The identity of her husband’s slayer was new information, but Lady Diadex did not show it in either her facial expression or her perfect stance: knowledge was power and she always kept her feelings closer than even the deadliest enemy. “Yes, rot his soul indeed, though I can scarcely believe even *She* would find anything worthy in _that_ particular morsel.”
Turning back to her informant, nodding slowly but with the contempt dripping from her words: “I have no need for unskilled people..._anyone_ could have found out this information...and I have no need for anyone who bears old news.

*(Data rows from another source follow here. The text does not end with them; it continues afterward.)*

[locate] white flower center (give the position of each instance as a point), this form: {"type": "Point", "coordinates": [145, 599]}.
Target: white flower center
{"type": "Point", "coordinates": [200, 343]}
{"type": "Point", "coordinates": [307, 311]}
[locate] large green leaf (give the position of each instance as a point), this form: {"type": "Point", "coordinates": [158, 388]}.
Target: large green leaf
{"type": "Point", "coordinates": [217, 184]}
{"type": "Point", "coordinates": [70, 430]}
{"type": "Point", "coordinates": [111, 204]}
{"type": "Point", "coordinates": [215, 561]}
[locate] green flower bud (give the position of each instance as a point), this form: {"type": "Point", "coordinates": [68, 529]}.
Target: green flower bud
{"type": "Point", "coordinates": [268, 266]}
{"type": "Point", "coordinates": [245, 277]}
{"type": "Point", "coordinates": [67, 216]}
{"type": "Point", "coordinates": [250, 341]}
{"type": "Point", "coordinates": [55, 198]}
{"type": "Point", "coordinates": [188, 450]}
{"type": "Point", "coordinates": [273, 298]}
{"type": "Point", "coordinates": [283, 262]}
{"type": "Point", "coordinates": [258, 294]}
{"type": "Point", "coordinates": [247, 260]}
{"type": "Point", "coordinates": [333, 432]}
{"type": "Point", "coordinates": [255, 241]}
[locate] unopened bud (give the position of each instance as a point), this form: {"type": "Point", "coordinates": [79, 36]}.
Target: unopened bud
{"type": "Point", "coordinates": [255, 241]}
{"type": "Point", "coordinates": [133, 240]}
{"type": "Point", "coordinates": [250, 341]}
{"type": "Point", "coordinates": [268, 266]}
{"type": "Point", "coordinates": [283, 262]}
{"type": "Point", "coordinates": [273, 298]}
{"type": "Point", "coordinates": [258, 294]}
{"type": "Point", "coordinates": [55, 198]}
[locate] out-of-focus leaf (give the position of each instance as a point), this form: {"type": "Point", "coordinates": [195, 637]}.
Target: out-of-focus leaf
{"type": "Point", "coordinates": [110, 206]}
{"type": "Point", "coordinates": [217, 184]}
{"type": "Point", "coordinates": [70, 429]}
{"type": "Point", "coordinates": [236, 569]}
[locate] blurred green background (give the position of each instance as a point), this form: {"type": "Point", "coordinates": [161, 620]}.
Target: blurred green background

I already knew the last part, of course.”

“Yes, but when Garillan reported his initial failure, you _still_ paid his handsome reward anyway, did you not?” Viasperon made sure his reponse held a little quaver at the end, as though unsure of his information, but he was certain that the ex-High Lord had not been lying: torturers lived at every corner of the Dark City, yet truth serum was extremely highly-prized and this last dose he purchased had cost him the equivalent of a whole squadron of Venom anti-gravity transports.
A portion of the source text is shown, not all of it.